Tren Tempel Bawang Putih ke Jerawat Ramai di Medsos, Dokter Ingatkan Risiko Iritasi hingga Luka

Tren menempelkan bawang putih langsung ke jerawat ramai dibicarakan di media sosial. Cara ini diklaim dapat mengempeskan jerawat dalam waktu singkat. Namun, dokter sekaligus skincare expert Yessica Tania mengingatkan bahwa praktik tersebut berisiko memicu iritasi hingga luka pada kulit, terutama bila diterapkan pada jerawat yang sedang meradang.

Perempuan yang akrab disapa dokter Zie itu menjelaskan, sejumlah penelitian laboratorium menunjukkan bawang putih mengandung senyawa dengan efek antibakteri, termasuk terhadap bakteri yang berkaitan dengan jerawat. Meski demikian, temuan tersebut tidak serta-merta menjadi alasan untuk mengoleskan bawang putih mentah langsung ke kulit, apalagi pada area jerawat yang mengalami peradangan.

“Bawang putih memang punya efek antibakteri dan beberapa studi laboratorium menunjukkan ada pengaruh terhadap bakteri penyebab jerawat. Tapi bukan berarti karena natural, lalu 100 persen aman atau efektif ketika ditempelkan langsung ke kulit,” kata dokter Zie.

Menurutnya, jerawat bukan sekadar benjolan, melainkan kondisi peradangan pada kulit yang kerap disertai luka mikro. Ketika bahan yang dianggap “keras” seperti bawang putih mentah ditempelkan langsung, risiko iritasi justru meningkat.

Dokter Zie menyebut pada sebagian orang, penggunaan bawang putih mentah dapat menimbulkan sensasi panas, kemerahan, kulit mengelupas, hingga luka yang menyerupai chemical burn. Kondisi tersebut dikhawatirkan memicu bekas kehitaman atau post-inflammatory hyperpigmentation (PIH). “Apalagi jerawat itu ada inflamasi, ada luka. Kalau ditempeli bawang putih mentah, ada risiko iritasi sampai chemical burn yang malah bisa bikin bekas kehitaman atau post-inflammatory hyperpigmentation (PIH),” ujarnya.

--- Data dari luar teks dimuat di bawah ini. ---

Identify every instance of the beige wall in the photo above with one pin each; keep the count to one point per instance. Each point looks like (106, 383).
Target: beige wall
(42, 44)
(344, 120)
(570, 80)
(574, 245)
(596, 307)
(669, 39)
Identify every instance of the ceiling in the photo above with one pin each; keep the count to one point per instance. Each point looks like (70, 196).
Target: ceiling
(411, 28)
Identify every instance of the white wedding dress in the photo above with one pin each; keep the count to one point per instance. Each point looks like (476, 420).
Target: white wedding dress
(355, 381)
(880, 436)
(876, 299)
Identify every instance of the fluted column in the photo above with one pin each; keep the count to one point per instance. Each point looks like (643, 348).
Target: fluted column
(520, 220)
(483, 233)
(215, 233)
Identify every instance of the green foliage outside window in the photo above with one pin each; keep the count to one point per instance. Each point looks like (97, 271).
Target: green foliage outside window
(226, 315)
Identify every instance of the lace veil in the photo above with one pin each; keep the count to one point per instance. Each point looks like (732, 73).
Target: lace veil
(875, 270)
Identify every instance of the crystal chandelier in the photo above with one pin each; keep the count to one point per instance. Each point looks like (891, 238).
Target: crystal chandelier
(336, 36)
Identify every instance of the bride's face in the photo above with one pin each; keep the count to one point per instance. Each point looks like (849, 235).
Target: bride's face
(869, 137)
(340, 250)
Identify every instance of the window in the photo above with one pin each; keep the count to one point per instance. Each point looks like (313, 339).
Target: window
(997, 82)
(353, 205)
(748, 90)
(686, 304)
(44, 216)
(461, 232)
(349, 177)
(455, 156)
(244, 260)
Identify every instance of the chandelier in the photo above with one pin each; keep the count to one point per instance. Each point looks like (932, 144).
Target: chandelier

Fenomena penggunaan bahan dapur untuk perawatan wajah, kata dia, bukan hal baru. Sebelumnya, berbagai bahan seperti lemon, pasta gigi, hingga es batu juga sempat viral digunakan sebagai cara cepat mengempeskan jerawat. Namun, ia menekankan bahwa bahan alami yang tidak diformulasikan khusus untuk kulit dapat menimbulkan efek samping yang tidak terduga.

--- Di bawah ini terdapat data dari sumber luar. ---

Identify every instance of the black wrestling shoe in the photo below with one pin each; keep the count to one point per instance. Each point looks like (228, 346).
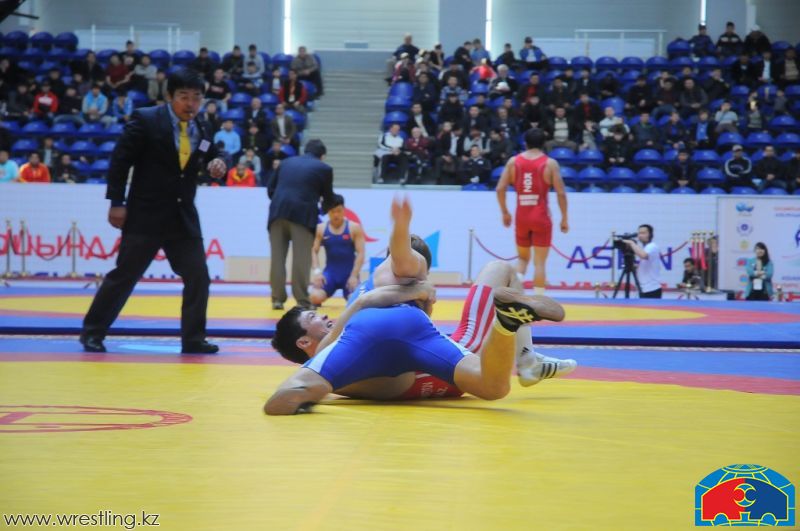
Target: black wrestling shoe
(92, 344)
(515, 309)
(202, 347)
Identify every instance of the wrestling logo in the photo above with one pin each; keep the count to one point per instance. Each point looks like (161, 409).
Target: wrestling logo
(744, 495)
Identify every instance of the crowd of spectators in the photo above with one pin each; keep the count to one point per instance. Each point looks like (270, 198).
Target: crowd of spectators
(720, 115)
(61, 109)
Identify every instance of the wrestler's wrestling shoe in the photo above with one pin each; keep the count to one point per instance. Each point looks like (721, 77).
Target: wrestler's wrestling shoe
(514, 309)
(533, 367)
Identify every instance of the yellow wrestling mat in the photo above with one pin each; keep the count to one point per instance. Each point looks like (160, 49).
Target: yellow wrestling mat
(566, 454)
(238, 307)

Dokter Zie menyarankan masyarakat memilih bahan aktif yang telah terbukti secara medis untuk membantu mengatasi jerawat. Beberapa bahan yang disebutnya antara lain benzoyl peroxide, salicylic acid, sulfur, azelaic acid, hingga adapalene. Produk dengan kandungan tersebut tersedia dalam bentuk obat totol jerawat maupun acne patch yang dinilai lebih aman karena telah melalui formulasi khusus untuk kulit.

“Kalau jerawatnya ringan, lebih aman pakai ingredients yang memang ada evidence-nya seperti benzoyl peroxide, salicylic acid, adapalene, atau azelaic acid. Bisa juga gunakan acne patch dibanding eksperimen pakai bahan dapur,” tambahnya.

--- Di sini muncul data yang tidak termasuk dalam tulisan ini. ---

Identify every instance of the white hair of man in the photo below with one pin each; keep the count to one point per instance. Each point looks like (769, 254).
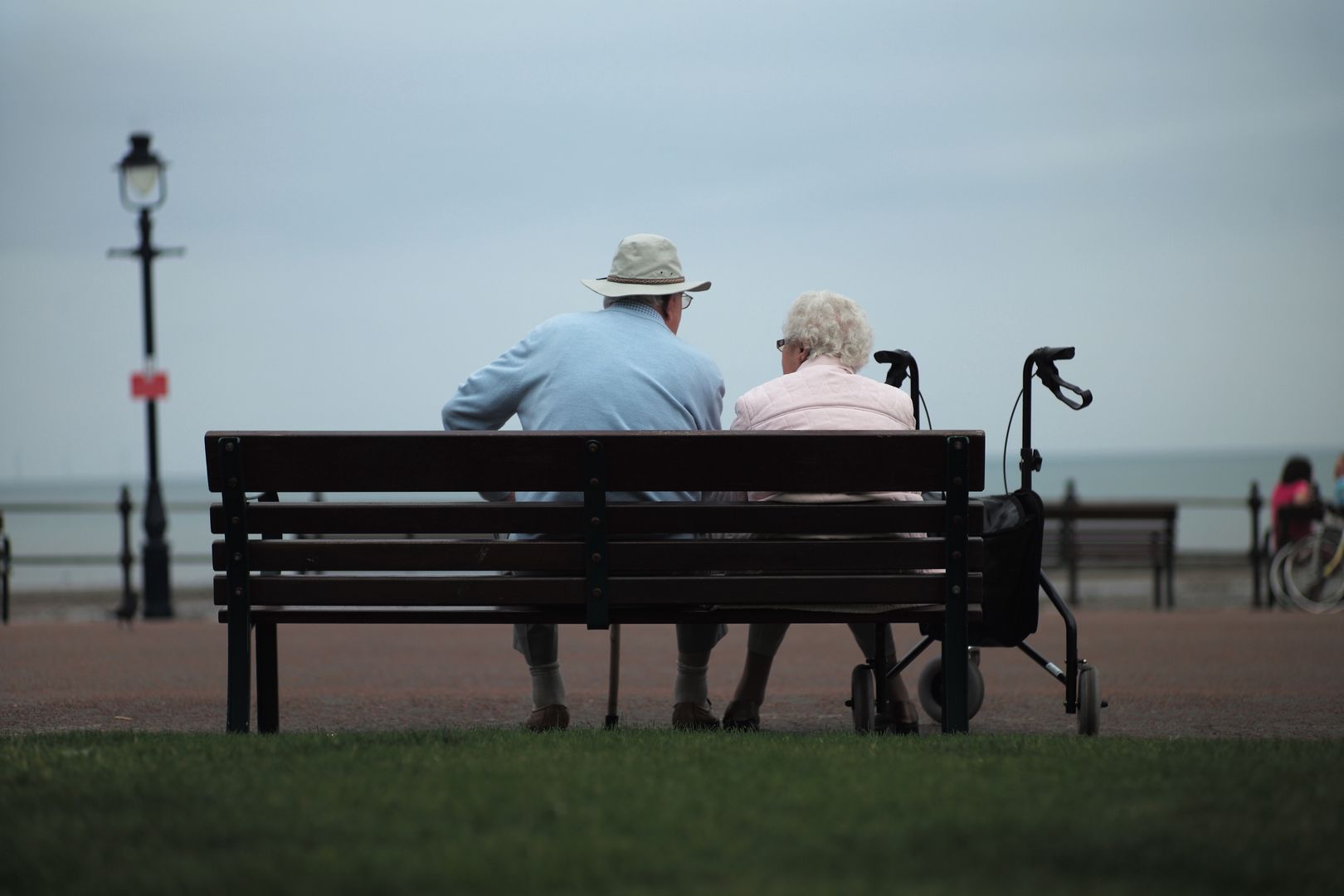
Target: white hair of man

Di akhir, dokter Zie mengimbau masyarakat agar tidak mudah mengikuti tren viral tanpa memahami risikonya. Menurut dia, sesuatu yang alami belum tentu aman jika diaplikasikan langsung pada kulit wajah. “Kulit wajah itu sensitif. Jangan karena viral lalu semua bahan dapur dicoba ke muka. Natural bukan berarti otomatis aman,” tutupnya.